それからさらに月日が経ったある日、皇妃様が神聖図書館を訪ねてきた。――頭に鍋を被って。
……いや、なぜ?
ぽややんとしたかわいらしい生物の考えることはよく分からないな。まさか、手に持ったお玉は攻撃用なんだろうか。
隠密としては一応警戒した方がいいのだろうかと近くで隠れ、様子を窺っていると、皇妃様は猊下がいないことに首を傾げる。
これは……どうするべきだろうか……。
このまま猊下の姿が見えなければ、皇妃様は帰ってしまうかもしれない。皇妃様と会うチャンス逃したことを知れば、猊下は悲しまれるだろう。
皇妃様をみすみす帰したとなれば、初めて猊下のお叱りを受けることになるかもしれない。……それはまあ、悪くはないが、自分の欲望を優先させるわけにはいかない。
俺は、弟君のお墓参りをされている猊下の元へ皇妃様を案内した。
街で食材を買い込んできた猊下と神獣様、そして皇妃様は、いつもよりも長めにお話をされていた。
俺はもちろん会話の聞こえない場所で待機していたので、話に花を咲かせているんだろうな、としか思わなかったが。
だが、その日以来、猊下の表情が一段と柔らかくなった。
皇妃様方とどんな話をしたのかは分からないが、今までとは桁違いに穏やかな顔をされるようになったのだ。

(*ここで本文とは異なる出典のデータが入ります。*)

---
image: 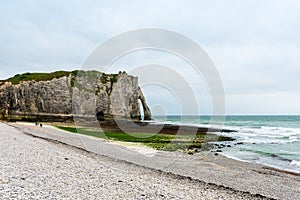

それは、猊下に心穏やかに過ごしていただくという俺達の願いそのものが体現されたような光景だった。
――皇妃様、神獣様、貴女方には感謝してもしきれません。
何かあれば、我々は必ず貴女方に報いましょう。
猊下を孤独から救い、そのお心まで救ってくださったのだから。
なぜあのお二方がそれをなし得たのかは分からない。だが、猊下が笑えるようになった。これが全てだ。
彼らの関係は、猊下からお伝えされるまで我々は知らなくていいことである。
――まあとりあえず、教皇猊下が今日も尊い。